Let me say at the outset that the campaign to discourage smoking has been hailed as the greatest public health success of the last half century. It has improved many lives. Unfortunately it also attracts more than its fair share of busybodies who enjoy tampering with other people’s pleasures. And in the strong consciousness of their own righteousness these people can sometimes be less than honest.
Those of us who have been around for a while can remember when the campaign for non-smoking areas was presented as a defence of the minority who — in those days — did not smoke and did not wish to inhabit smoke-filled rooms. This was a fair request which many smokers supported. But once it could be claimed that non-smokers were a majority, the concern for minority rights evaporated. Even suggesting that people who wished to smoke were making a choice to which they had a right, and should be able to pursue without unreasonable inconvenience, became sacrilege. And so we have now reached the stage where the habit is banned almost everywhere indoors, and in a good many places outdoors as well. Restrictions are more and more aimed not to protect non-smokers but to persecute smokers.
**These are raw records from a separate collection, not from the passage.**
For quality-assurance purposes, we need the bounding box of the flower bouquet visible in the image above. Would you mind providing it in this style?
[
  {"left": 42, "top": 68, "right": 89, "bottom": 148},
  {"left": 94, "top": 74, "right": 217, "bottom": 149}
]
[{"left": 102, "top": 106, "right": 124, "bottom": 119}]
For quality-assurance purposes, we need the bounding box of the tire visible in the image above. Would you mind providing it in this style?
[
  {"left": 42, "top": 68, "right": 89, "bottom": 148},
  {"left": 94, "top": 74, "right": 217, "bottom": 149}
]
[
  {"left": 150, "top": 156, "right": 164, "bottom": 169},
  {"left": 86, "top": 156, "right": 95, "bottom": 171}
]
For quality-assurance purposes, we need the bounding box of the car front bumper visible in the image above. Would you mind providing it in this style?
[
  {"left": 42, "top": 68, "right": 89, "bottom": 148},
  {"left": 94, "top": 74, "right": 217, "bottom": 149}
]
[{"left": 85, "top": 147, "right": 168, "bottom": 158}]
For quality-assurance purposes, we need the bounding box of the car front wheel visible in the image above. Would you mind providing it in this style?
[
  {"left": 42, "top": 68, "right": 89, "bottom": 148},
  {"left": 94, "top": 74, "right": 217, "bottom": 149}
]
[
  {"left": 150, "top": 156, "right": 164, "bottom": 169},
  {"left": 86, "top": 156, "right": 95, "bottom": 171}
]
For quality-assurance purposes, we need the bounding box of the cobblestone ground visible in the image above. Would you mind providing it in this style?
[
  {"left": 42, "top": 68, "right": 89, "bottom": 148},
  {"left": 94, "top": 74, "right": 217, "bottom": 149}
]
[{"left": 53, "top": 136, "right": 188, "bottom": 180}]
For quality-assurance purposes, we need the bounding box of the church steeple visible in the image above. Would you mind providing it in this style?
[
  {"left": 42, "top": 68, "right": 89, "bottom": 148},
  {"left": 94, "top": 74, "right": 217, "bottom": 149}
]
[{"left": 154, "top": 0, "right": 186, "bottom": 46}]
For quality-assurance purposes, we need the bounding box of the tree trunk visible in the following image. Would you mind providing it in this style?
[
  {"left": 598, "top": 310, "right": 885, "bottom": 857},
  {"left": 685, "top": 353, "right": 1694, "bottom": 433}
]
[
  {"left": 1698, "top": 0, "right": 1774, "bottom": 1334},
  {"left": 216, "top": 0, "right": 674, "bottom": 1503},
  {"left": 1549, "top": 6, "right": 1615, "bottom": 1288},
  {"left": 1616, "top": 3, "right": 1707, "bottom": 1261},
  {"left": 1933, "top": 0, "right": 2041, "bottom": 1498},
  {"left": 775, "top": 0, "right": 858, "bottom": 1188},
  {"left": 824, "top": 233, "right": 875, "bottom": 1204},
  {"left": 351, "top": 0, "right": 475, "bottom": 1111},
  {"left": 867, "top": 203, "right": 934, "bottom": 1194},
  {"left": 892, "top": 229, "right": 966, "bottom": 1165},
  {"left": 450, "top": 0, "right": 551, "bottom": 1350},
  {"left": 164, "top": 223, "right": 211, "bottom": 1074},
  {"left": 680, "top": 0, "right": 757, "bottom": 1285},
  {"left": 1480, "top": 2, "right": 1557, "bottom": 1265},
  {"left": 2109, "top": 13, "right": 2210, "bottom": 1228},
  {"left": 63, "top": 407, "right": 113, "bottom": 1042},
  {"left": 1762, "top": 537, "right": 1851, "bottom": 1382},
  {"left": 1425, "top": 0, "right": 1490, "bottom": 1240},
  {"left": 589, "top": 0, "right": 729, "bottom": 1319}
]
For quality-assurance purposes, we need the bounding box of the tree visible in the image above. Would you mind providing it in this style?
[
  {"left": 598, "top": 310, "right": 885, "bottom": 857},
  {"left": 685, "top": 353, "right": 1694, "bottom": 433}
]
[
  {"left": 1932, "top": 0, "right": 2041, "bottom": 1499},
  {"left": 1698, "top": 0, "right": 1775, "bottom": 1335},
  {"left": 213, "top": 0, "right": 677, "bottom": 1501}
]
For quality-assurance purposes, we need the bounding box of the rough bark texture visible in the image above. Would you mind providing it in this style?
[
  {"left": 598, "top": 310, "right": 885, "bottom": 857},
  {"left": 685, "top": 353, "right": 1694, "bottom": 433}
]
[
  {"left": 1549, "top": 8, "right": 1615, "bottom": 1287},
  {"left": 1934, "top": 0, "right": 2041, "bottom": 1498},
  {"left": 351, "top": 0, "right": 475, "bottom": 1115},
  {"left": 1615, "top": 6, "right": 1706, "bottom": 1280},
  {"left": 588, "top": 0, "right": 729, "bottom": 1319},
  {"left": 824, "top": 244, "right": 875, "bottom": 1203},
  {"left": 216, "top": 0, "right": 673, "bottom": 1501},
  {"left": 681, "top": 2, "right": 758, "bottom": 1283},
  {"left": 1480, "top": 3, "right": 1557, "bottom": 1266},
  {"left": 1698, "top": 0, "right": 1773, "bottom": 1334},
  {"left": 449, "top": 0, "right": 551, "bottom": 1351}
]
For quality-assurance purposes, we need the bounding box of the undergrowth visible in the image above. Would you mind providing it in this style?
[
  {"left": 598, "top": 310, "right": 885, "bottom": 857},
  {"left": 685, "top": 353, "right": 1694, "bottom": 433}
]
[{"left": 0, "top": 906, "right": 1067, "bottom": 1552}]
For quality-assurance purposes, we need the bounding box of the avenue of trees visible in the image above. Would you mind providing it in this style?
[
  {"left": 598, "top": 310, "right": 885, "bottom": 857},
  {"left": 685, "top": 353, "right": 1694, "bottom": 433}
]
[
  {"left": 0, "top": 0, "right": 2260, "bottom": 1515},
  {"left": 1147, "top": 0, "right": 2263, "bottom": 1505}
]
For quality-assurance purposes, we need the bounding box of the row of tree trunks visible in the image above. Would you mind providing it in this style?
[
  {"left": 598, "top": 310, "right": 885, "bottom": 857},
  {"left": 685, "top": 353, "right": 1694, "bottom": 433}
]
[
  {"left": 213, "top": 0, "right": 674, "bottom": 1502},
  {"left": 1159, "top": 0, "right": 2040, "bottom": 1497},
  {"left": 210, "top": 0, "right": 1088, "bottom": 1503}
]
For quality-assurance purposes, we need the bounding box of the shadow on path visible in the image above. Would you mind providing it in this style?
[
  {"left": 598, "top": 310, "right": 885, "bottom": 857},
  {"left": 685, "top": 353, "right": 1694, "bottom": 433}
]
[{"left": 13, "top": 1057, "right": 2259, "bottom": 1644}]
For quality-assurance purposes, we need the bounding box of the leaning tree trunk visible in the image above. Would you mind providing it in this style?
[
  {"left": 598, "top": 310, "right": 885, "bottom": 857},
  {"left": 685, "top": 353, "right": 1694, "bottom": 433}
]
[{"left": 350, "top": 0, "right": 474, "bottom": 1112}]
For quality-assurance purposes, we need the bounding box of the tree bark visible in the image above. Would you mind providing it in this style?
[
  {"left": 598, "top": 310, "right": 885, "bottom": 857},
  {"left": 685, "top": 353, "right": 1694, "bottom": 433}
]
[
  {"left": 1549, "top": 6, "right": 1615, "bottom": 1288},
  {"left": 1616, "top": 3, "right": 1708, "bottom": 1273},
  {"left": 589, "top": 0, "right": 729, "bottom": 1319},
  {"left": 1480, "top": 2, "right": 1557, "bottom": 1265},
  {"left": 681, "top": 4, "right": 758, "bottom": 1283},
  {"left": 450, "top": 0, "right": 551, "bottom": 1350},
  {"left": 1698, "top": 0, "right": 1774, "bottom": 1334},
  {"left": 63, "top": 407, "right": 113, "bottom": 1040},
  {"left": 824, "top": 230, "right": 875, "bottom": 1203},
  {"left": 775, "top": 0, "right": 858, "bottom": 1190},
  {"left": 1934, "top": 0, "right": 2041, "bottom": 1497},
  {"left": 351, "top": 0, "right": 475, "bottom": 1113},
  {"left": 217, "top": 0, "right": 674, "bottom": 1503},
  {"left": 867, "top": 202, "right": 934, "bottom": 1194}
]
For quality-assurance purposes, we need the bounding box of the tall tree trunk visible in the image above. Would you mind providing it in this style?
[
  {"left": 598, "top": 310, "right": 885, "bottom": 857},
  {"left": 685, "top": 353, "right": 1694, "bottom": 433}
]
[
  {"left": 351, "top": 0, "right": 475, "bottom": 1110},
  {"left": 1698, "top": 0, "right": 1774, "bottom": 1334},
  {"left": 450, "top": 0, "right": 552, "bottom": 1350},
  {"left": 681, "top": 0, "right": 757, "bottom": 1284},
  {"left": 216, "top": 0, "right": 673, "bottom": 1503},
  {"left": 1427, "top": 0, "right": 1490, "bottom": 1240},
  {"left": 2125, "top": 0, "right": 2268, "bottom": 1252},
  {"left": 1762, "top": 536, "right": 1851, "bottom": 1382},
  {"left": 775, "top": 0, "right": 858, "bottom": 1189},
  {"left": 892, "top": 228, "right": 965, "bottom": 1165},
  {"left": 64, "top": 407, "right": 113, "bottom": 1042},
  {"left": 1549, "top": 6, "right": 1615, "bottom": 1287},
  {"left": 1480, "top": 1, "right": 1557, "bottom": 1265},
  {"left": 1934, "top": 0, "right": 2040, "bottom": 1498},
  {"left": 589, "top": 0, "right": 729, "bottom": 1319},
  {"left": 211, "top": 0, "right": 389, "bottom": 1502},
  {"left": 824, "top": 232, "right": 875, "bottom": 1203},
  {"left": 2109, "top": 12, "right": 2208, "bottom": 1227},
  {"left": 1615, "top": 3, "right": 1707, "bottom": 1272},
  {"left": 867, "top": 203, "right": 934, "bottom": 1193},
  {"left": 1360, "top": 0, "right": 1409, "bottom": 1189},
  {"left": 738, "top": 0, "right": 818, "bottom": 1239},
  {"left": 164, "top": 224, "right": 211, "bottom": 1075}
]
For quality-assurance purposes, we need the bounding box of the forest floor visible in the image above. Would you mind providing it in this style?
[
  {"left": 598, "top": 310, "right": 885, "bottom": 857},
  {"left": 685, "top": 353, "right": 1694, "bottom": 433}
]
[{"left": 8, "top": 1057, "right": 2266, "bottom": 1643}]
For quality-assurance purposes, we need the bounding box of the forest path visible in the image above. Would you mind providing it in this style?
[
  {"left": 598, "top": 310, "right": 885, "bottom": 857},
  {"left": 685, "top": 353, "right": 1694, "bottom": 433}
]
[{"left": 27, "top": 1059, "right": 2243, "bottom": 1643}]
This brings me to the latest complaint, coming soon to an op ed page near you, which is that pubs, finding that customers who smoke have to do so on the pavement outside, have taken to providing the odd table and chair for them. This is not condemned as a threat to anyone’s health, which it isn’t. It is attacked as causing obstruction to the pavement, and involving an unlawful extension of the pub’s operating area. Now it may be that there are people out there who have for many years battled against the endemic obstructions on Hong Kong’s pavements. Goodness knows there are enough of them: bus stops, street signs, queueing enclosures, overflows from shops of various kinds, PCCW junction boxes, post boxes, litter bins … the list is endless. If such a person emerges and complains about pubs putting chairs on the pavement he should be listened to with respect. If, on the other hand, the person complaining has never shown the slightest prior interest in pavement obstruction, then we can safely conclude that the complainer is a hypocrite who is using obstruction as a convenient stick with which to continue the persecution of smokers.
It is, I know, depressing to see huddles of smokers round doorways or the outsides of pubs. But it is not their fault that they gather there. They gather there because they are not allowed to smoke anywhere else. This has no doubt contributed to smoking becoming rather a rare habit in Hong Kong. Anti-smoking fanatics now need to get their heads round an unfamiliar idea: enough is enough.